Nathan Ross
- Born: Nathan Donald Ross 14 December 1976 (age 49) Australia
- Height: 206 cm (6 ft 9 in)
- Weight: 123 kg (19 st 5 lb)
- School: macgregor state high school

Rugby union career
- Position: Lock

Senior career
- Years: Team / Apps / (Points)
- 2001-05: Glasgow Warriors / 64 / (20)
- 2005: Exeter Chiefs

Super Rugby
- Years: Team / Apps / (Points)
- 1997–2001: Queensland Reds

International career
- Years: Team / Apps / (Points)
- 2001-2004: Scotland A / 13 / (10)

= Nathan Ross (rugby union) =

Australian rugby union player

Nathan Ross (born 14 December 1976 in Australia) is an Australian born former Scotland 'A' international rugby union player. He played at Lock.

Ross qualifies for Scotland as his grandfather was born in Dunfermline. He was capped by Scotland A against Romania in 2001, confirming his Scottish nationality.

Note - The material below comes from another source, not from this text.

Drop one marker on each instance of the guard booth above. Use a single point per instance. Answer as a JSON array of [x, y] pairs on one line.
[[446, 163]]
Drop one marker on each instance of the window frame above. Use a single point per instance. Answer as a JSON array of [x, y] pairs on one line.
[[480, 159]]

He was called up for the full Senior squad in 2001 for a training session by Ian McGeechan but not used in a full match.

Ross played Australian schoolboys in 1994–95. 110 games for brothers rugby club, Brisbane

Ross signed for Glasgow Warriors in 2001. He gave up a banking job in Brisbane to sign for the Warriors.

He signed for Exeter Chiefs in 2005 And went on to play 8 games.